The girl tried to step forward but the shafts of two spears, wielded by her flanking guardsmen, barred her way.

There was also a pair of shoes, plain, brown and low, with darker-brown laces. They were cut on a masculine line, but were too small for a man. I looked at her feet. They were small and feminine. Her breasts, too, and hips, suggested that she was a female, and a rather lovely one. Slave livery makes it difficult for a girl to conceal her sex.

There was also a pair of colored socks, dark blue. They were short.
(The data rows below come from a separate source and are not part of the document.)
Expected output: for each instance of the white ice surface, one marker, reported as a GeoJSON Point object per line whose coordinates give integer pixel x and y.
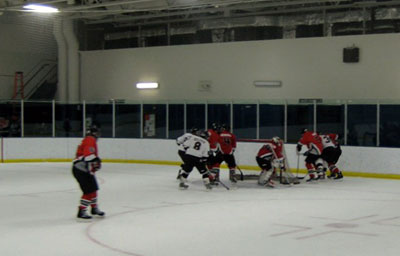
{"type": "Point", "coordinates": [148, 215]}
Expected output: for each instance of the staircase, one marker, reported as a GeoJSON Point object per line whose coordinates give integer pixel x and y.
{"type": "Point", "coordinates": [39, 84]}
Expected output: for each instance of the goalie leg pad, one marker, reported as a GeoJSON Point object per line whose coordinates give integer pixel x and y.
{"type": "Point", "coordinates": [264, 177]}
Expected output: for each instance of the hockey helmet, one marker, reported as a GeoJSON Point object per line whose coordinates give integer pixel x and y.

She again tried to step forward but this time the points of the guards' spears prevented her. They pressed at her abdomen, beneath the navel. Rep-cloth, commonly used in slave livery, is easily parted. The points of the spears had gone through the cloth, and she felt them in her flesh. She stepped back, for a moment frightened and disconcerted. Then she regained her composure, and stood before us.

"This garment is too short," she said. "It is scandalous!"

"It is feminine," I told her. "Not unlike these," I said. I indicated the brassiere, the brief silken panties, which completed the group of garments on the table.

She blushed redly.

"Though you imitated a man outwardly," I said to her, "I note that it was such garments you wore next to your flesh."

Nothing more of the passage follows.